1. The utility model provides a portable multi-functional infusion monitoring device, includes main control unit (1) and barometric pressure monitor (2), its characterized in that:

the main controller (1) is arranged on the infusion tube (5) and comprises an external rectangular shell main control shell (101), a storage chip (102), a main control chip (103), a buzzer (104) and a button cell (105), wherein the storage chip (102), the main control chip (103), the buzzer (104) and the button cell (105) are mutually and electrically connected; one side of the main control shell (101) is provided with a data line interface (106), the other side of the main control shell is movably connected with a clamping cover (107), the clamping cover (107) is connected with the main control shell (101) through a torsion spring (108), and a through hole is formed in the clamping cover (107) and used as an infusion tube clamping groove (109); the main controller (1) is connected with an air pressure data acquisition board (207) of the air pressure monitor (2) through a data line inserted on the data line structure (106);

the air pressure monitor (2) is arranged at the tail end of the air inlet regulating pipe (4), the air pressure monitoring pipe (2) is hinged into a fixed buckle (201) and a movable buckle (203) which are cylindrical through a hinge (202), a notch is arranged between the fixed buckle (201) and the movable buckle (203) and is used as an air inlet pipe regulating valve fixing groove (2011), an air inlet pipe is arranged at the upper section of the air inlet pipe regulating valve fixing groove (2011) and is used as an air inlet pipe (2012), the air inlet pipe (2012) is communicated with a final-stage air inlet channel (2061), the final-stage air inlet channel (2061) is communicated with a second-stage air chamber (205), the second-stage air chamber (205) is communicated with a first-stage air chamber (204) through an air chamber connecting channel (2041), and the first-stage air chamber (204) is communicated with an air inlet (208); the inside of the air chamber connecting channel (2041) is filled with hard foam with a gap structure; the air chamber protection shell (209) is formed by wrapping the outer parts of the primary air chamber (204) and the secondary air chamber (205), and an air pressure data acquisition plate (207) communicated with the primary air chamber (204) and the secondary air chamber (205) is arranged in the air chamber protection shell (209); the primary air chamber (204) and the secondary air chamber (205) are respectively provided with an air pressure sensor, and the two air pressure sensors are respectively connected with an air pressure data acquisition plate (207).

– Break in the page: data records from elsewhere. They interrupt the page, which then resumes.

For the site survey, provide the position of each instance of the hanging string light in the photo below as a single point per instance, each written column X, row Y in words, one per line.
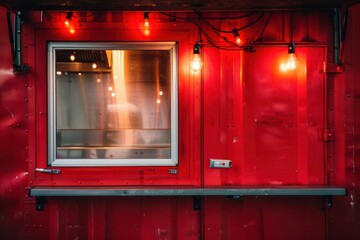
column 68, row 22
column 237, row 37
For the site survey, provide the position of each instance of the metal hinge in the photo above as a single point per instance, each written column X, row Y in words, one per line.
column 326, row 135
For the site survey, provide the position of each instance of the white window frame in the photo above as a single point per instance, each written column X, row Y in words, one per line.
column 53, row 46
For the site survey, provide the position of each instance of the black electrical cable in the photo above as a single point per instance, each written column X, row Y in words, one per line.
column 208, row 18
column 263, row 30
column 237, row 29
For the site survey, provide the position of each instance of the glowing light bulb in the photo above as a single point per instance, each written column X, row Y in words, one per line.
column 237, row 38
column 68, row 23
column 72, row 57
column 196, row 63
column 291, row 62
column 146, row 23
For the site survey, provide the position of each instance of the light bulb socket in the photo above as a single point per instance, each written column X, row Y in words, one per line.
column 196, row 49
column 146, row 16
column 236, row 33
column 291, row 48
column 69, row 16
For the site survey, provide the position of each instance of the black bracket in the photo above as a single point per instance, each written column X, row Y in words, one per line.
column 15, row 43
column 40, row 202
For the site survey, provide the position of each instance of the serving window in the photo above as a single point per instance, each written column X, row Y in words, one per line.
column 112, row 104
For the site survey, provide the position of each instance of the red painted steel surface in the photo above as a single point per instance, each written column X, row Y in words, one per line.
column 266, row 122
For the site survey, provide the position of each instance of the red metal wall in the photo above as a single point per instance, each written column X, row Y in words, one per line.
column 241, row 108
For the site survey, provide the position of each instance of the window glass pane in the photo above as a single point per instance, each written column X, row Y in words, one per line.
column 113, row 106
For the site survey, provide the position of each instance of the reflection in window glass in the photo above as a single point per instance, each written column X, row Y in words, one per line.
column 113, row 106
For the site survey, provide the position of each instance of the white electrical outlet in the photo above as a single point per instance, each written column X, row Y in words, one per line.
column 220, row 163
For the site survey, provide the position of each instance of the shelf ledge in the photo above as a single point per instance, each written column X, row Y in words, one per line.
column 159, row 191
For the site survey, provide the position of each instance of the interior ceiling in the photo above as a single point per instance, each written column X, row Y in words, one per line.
column 172, row 5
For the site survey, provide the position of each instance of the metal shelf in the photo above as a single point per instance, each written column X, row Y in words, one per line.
column 148, row 191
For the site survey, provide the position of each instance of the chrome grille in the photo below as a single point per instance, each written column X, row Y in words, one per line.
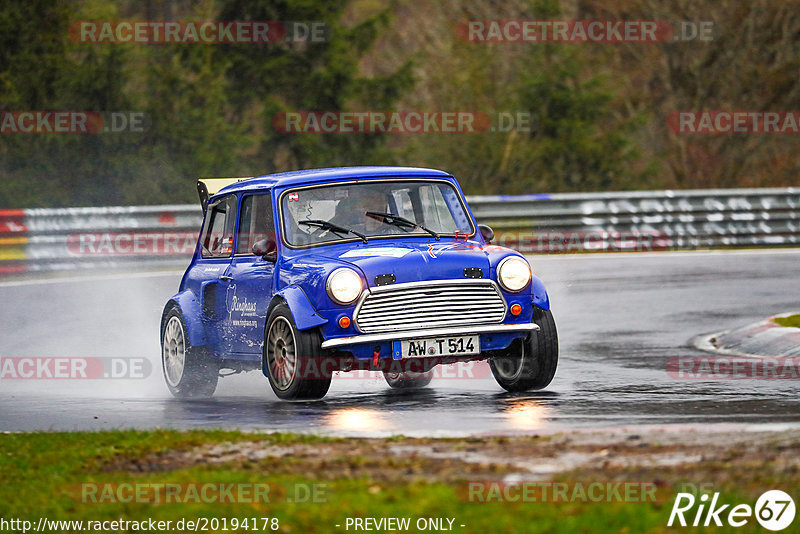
column 430, row 305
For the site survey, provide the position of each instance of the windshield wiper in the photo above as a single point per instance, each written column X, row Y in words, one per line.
column 335, row 228
column 402, row 222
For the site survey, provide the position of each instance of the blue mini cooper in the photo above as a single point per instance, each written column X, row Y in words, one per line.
column 305, row 273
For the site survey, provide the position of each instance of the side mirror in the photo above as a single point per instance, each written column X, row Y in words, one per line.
column 486, row 232
column 267, row 249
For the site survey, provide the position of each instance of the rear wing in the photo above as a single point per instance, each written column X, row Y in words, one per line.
column 207, row 187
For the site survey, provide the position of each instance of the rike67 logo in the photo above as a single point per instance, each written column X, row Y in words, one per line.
column 774, row 510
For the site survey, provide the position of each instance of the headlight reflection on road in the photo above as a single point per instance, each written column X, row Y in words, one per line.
column 525, row 414
column 356, row 419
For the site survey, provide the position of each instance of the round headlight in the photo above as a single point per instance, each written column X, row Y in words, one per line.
column 514, row 273
column 344, row 285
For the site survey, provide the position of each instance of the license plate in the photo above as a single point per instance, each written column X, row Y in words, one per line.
column 436, row 346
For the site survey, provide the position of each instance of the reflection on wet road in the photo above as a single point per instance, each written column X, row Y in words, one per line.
column 620, row 319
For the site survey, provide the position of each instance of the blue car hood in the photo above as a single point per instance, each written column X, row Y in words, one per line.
column 411, row 262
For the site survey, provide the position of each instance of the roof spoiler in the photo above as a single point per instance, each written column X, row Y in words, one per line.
column 207, row 187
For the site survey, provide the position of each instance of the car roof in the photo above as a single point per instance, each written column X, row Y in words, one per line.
column 315, row 176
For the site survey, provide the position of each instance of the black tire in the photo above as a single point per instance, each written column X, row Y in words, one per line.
column 188, row 371
column 293, row 358
column 529, row 364
column 407, row 379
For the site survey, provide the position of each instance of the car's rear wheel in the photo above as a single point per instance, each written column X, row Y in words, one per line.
column 407, row 379
column 294, row 359
column 188, row 371
column 529, row 364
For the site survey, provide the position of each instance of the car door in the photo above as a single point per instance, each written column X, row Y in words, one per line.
column 215, row 256
column 249, row 277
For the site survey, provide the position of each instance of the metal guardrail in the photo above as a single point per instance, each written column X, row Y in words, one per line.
column 121, row 237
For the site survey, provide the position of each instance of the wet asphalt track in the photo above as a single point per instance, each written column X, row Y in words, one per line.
column 620, row 319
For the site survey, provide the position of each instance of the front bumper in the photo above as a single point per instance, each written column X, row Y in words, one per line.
column 428, row 332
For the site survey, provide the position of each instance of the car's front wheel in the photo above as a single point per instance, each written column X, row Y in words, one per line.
column 295, row 362
column 529, row 364
column 188, row 371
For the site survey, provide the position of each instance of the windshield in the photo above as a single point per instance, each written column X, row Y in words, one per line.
column 354, row 211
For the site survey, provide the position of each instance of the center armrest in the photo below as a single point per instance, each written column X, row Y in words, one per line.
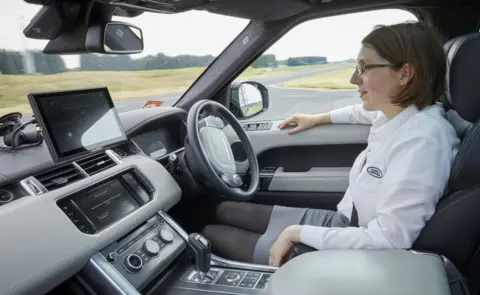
column 372, row 272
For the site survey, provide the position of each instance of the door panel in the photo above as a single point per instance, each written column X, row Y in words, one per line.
column 308, row 169
column 314, row 180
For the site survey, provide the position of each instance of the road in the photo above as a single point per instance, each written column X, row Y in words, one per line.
column 283, row 101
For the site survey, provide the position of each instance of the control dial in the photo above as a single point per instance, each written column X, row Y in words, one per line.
column 5, row 196
column 166, row 236
column 133, row 263
column 151, row 248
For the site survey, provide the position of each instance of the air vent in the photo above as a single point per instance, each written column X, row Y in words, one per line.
column 59, row 177
column 96, row 163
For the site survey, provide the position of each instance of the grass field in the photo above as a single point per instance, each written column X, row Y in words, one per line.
column 336, row 80
column 122, row 85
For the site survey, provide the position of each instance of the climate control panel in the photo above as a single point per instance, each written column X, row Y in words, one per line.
column 146, row 252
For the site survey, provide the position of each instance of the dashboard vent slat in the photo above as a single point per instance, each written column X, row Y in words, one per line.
column 96, row 163
column 59, row 177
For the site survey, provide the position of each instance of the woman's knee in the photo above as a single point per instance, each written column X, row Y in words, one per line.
column 224, row 211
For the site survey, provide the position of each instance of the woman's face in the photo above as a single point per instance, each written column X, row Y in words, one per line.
column 376, row 85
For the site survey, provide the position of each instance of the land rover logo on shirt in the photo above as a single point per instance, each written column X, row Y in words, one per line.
column 375, row 172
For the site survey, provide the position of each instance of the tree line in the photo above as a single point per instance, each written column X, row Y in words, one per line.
column 12, row 62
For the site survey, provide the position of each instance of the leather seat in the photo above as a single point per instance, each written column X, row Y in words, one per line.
column 454, row 229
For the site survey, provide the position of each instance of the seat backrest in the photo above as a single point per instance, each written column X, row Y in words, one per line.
column 454, row 229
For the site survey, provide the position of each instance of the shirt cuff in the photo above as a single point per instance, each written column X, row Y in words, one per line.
column 313, row 236
column 341, row 115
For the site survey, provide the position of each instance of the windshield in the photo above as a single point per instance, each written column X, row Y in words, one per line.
column 177, row 50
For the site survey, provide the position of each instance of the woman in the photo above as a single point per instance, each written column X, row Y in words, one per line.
column 394, row 184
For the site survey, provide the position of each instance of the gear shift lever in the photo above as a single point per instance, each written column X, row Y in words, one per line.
column 202, row 251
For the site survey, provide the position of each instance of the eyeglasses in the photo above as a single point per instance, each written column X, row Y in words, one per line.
column 360, row 69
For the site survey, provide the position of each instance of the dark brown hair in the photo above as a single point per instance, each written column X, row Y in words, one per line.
column 419, row 45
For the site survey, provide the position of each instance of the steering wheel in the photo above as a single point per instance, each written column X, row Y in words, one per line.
column 209, row 154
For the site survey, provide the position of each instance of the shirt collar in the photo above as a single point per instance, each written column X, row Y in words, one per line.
column 382, row 127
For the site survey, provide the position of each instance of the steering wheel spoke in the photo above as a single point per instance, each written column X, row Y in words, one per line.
column 210, row 156
column 232, row 180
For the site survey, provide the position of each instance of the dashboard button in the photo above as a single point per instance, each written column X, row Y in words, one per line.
column 133, row 263
column 166, row 236
column 111, row 257
column 151, row 248
column 5, row 196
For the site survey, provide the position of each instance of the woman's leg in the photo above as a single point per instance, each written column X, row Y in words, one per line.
column 230, row 242
column 247, row 216
column 241, row 225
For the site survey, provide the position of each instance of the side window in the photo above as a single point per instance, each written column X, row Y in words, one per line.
column 309, row 68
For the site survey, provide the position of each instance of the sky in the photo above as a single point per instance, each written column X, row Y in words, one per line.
column 201, row 33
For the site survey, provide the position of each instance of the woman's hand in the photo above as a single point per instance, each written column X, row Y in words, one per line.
column 282, row 247
column 302, row 122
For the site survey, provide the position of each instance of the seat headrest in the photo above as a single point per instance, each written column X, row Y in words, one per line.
column 463, row 70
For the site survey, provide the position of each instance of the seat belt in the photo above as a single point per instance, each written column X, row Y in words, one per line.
column 354, row 216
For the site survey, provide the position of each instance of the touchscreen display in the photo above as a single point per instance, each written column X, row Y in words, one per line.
column 106, row 204
column 78, row 121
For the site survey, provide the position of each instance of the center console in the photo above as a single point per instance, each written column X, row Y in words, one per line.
column 158, row 257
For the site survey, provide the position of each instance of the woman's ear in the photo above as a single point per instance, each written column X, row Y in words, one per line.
column 406, row 74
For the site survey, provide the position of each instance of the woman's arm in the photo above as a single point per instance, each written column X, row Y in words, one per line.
column 419, row 168
column 354, row 114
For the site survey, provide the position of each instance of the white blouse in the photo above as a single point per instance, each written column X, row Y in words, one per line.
column 395, row 183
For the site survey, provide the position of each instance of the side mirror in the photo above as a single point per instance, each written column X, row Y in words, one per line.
column 248, row 99
column 114, row 38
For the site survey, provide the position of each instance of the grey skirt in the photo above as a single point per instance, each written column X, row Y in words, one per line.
column 282, row 217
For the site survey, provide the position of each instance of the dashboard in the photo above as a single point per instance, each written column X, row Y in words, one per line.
column 55, row 216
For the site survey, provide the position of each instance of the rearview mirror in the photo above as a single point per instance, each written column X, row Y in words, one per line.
column 114, row 38
column 248, row 99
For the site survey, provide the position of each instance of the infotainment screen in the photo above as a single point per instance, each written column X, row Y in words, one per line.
column 76, row 122
column 106, row 204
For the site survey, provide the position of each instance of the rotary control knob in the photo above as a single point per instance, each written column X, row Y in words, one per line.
column 151, row 248
column 133, row 263
column 166, row 236
column 111, row 257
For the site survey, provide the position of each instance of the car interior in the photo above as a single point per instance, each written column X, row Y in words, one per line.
column 113, row 203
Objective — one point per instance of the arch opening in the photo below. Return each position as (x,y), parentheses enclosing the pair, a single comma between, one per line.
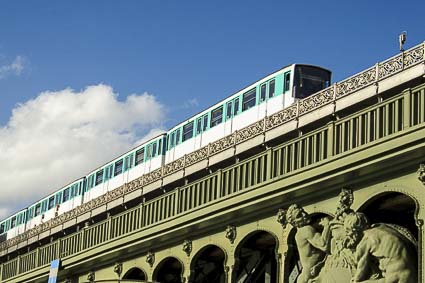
(135,274)
(208,266)
(169,271)
(392,208)
(256,259)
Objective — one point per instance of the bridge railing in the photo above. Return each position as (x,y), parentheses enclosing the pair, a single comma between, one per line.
(372,124)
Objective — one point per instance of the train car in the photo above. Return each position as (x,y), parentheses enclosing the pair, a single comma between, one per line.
(13,225)
(127,167)
(264,97)
(55,204)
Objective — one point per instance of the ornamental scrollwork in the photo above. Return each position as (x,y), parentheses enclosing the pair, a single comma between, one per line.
(391,66)
(187,247)
(317,100)
(231,233)
(196,156)
(281,117)
(222,144)
(91,276)
(250,131)
(118,269)
(421,173)
(414,56)
(356,82)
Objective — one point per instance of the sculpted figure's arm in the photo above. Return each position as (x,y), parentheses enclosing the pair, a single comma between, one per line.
(320,240)
(363,260)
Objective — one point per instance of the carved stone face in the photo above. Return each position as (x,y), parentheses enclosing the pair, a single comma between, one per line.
(299,217)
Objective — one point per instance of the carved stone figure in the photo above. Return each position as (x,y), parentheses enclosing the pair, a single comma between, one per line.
(311,244)
(383,254)
(350,250)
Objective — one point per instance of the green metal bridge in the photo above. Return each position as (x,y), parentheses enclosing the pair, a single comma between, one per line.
(220,214)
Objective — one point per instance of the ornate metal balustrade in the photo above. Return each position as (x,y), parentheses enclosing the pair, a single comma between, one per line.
(371,125)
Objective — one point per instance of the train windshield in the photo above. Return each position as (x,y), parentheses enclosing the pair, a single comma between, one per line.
(309,79)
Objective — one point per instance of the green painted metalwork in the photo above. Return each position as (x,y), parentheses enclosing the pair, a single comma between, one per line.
(372,124)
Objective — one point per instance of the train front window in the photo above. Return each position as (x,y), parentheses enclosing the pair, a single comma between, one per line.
(229,110)
(51,202)
(248,100)
(65,195)
(263,92)
(287,81)
(140,155)
(309,80)
(188,131)
(205,123)
(99,177)
(118,167)
(198,126)
(216,117)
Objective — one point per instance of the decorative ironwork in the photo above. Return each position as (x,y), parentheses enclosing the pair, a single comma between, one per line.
(222,144)
(152,176)
(187,247)
(250,131)
(414,56)
(356,82)
(391,66)
(196,156)
(231,233)
(118,269)
(174,166)
(91,276)
(317,100)
(421,173)
(281,117)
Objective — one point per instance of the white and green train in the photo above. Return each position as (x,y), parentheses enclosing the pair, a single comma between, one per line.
(264,97)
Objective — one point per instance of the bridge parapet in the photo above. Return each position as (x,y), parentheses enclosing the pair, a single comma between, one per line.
(388,119)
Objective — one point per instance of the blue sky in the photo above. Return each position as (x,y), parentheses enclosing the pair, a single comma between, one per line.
(178,57)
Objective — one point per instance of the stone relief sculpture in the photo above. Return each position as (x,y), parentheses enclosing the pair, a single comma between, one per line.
(348,249)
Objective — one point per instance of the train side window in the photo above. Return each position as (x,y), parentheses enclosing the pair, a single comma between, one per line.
(51,202)
(205,122)
(248,100)
(216,116)
(188,131)
(198,126)
(235,106)
(44,206)
(271,88)
(65,196)
(229,110)
(154,149)
(99,177)
(13,222)
(177,136)
(140,156)
(263,90)
(37,209)
(118,167)
(287,81)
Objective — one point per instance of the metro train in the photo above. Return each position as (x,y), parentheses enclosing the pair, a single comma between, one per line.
(264,97)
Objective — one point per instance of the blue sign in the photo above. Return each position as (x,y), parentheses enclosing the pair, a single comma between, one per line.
(54,269)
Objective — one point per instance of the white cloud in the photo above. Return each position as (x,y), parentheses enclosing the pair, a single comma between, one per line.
(14,68)
(60,136)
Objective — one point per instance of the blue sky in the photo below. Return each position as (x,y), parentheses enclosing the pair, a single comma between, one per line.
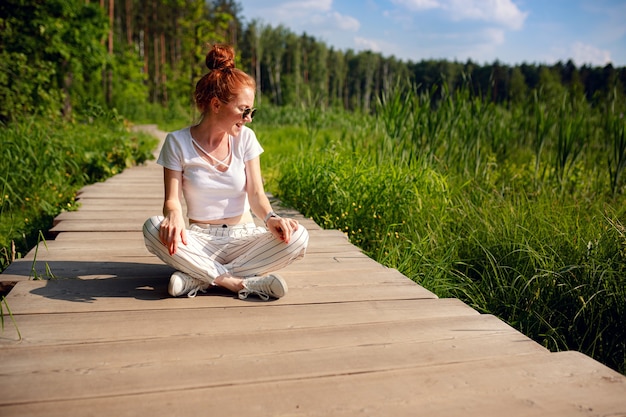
(511,31)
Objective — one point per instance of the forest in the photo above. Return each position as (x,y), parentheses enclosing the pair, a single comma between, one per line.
(501,185)
(57,56)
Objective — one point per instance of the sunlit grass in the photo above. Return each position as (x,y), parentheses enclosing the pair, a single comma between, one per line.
(517,211)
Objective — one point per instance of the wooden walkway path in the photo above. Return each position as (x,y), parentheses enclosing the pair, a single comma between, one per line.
(351,338)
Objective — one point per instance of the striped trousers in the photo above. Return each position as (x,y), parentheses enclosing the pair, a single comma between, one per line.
(242,250)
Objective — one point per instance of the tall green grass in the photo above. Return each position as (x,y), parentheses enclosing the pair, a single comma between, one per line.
(43,164)
(518,210)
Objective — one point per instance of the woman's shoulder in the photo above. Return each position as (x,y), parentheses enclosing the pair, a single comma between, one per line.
(180,134)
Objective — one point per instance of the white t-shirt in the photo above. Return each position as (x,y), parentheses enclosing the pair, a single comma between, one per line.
(211,194)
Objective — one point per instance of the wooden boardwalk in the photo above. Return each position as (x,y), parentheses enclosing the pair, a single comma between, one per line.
(351,338)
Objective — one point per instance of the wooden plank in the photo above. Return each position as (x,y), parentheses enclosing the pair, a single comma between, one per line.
(115,294)
(132,244)
(563,384)
(194,317)
(166,364)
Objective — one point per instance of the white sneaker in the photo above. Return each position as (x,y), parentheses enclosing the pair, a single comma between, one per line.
(272,285)
(181,284)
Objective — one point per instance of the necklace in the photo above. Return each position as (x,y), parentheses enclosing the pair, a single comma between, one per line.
(218,162)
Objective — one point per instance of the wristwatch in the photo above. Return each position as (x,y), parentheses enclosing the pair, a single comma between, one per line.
(270,214)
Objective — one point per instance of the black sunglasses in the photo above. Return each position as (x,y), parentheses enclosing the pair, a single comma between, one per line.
(248,112)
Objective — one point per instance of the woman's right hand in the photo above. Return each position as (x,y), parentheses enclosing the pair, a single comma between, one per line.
(172,232)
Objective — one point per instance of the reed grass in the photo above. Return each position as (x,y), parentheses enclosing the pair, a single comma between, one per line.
(44,163)
(515,210)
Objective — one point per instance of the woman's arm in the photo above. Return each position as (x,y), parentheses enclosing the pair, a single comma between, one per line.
(259,203)
(173,229)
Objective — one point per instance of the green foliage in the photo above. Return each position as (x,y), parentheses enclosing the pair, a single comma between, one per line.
(50,54)
(509,208)
(43,164)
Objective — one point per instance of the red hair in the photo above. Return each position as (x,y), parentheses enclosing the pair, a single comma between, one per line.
(223,81)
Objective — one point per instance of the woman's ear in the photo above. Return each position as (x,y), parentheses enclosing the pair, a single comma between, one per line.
(215,105)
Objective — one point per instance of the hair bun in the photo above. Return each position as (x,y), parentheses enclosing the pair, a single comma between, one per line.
(220,57)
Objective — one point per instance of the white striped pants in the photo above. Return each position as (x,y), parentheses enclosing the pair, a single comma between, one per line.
(243,250)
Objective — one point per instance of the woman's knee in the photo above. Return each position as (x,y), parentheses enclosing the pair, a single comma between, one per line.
(152,225)
(301,237)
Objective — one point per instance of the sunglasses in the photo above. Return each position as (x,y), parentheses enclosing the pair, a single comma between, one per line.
(248,112)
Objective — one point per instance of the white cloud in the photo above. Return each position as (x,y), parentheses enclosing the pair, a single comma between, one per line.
(418,5)
(337,20)
(502,12)
(362,43)
(588,54)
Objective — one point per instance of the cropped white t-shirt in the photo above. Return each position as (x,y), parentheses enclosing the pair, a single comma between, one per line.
(211,194)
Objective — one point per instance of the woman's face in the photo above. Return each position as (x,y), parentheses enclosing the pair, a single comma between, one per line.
(231,113)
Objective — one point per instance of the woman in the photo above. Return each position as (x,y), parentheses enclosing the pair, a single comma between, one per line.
(215,166)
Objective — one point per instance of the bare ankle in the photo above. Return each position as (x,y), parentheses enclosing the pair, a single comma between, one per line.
(234,284)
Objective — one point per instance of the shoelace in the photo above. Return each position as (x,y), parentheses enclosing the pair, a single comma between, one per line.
(243,294)
(193,286)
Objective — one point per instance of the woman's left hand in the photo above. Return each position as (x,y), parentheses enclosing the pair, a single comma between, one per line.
(282,228)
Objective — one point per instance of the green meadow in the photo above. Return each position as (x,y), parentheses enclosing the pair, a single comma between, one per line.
(517,210)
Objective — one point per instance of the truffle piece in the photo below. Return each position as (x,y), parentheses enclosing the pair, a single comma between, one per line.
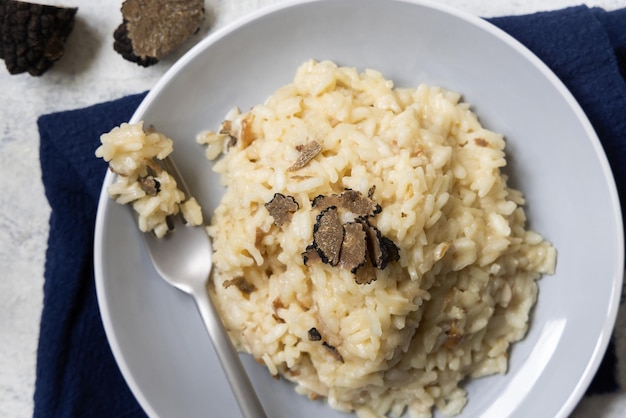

2. The portable multi-functional infusion monitoring device of claim 1, wherein: and a temperature sensor is arranged in the air pressure monitor (2).

3. The portable multi-functional infusion monitoring device of claim 1, wherein: and a Bluetooth chip is arranged in the main controller (1) and used for realizing data communication between the main control chip (103) and the handheld mobile phone terminal management APP.

4. The portable multi-functional infusion monitoring device of claim 1, wherein: two close metal sheets are arranged in the infusion tube clamping groove (109) of the main controller (1) and used as sensors, and the capacitance change between the two metal sheets is detected along with the liquid change in the infusion tube.